= Margarete Koppers =

German judge

Margarete Koppers (born 19 August 1961 in Wissel) is a German lawyer and currently Attorney General in Berlin. She is the first woman in the office. Before that she was Vice President of the Berlin Police, also the first woman in the office.

== Life ==
Koppers grew up in North Rhine-Westphalia and moved to Berlin in the early-1980s, where she studied law. In 1988, she joined the Berlin Department of Justice, became a judge and finally held the office of Vice President of the Berlin Regional Court. For two years, she worked as a research assistant at the Federal Constitutional Court in Karlsruhe.

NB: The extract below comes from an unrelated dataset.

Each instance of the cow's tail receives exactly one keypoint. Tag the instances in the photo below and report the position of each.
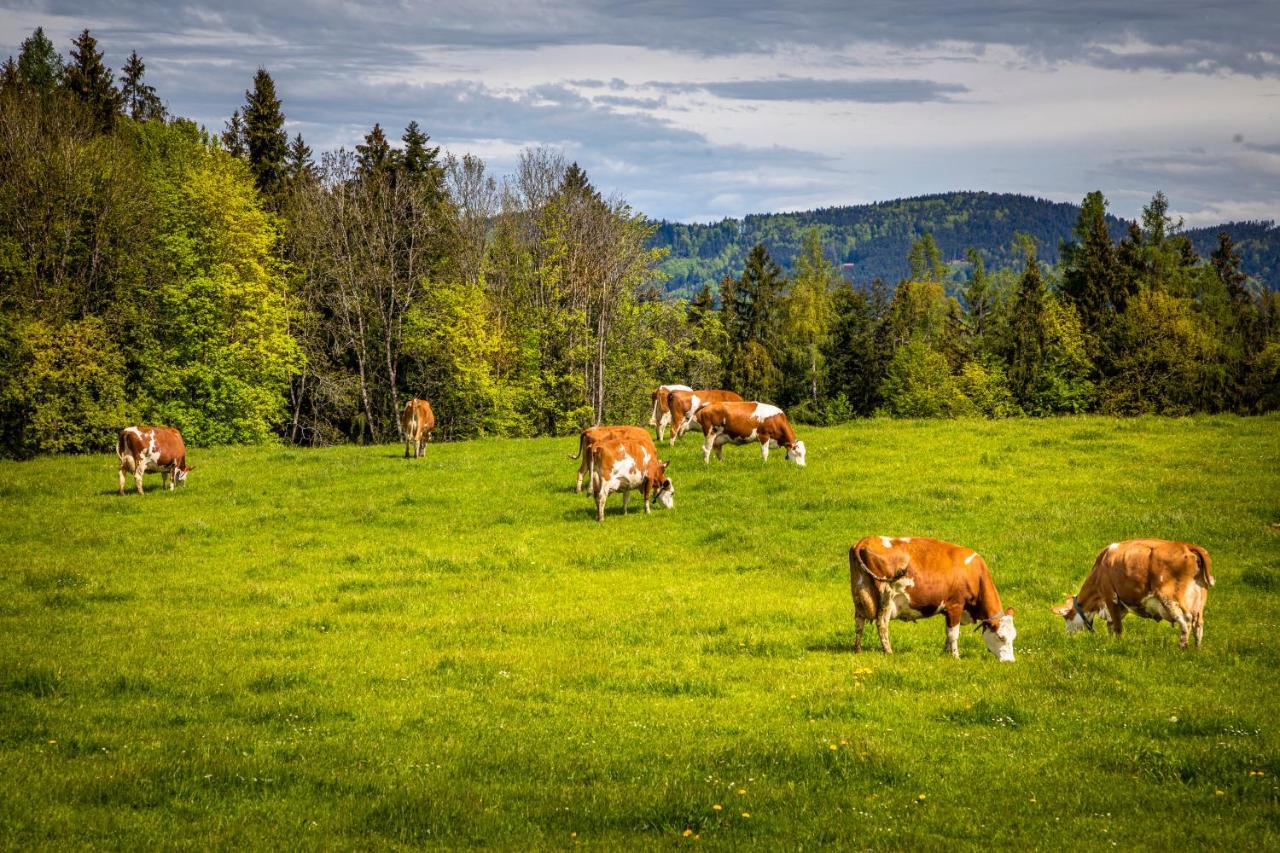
(1203, 574)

On 8 March 2010, Koppers was appointed police vice-president, becoming acting police chief for Dieter Glietsch, who was still in office at that time. She provisionally headed the Berlin police force for one and a half years after no successor could be appointed for Glietsch, who retired at the end of May 2011 and was succeeded by Klaus Kandt only on 17 December 2012. Koppers remained in office as police vice-president until 18 February 2018.

Kopper's conduct of office in the context of Berlin's organized crime as well as her decisions as Attorney General have been the subject of several national reports.

Koppers was married and now, after having tried out several "relationship models," lives with her life partner in Berlin. Koppers is married to a family court judge.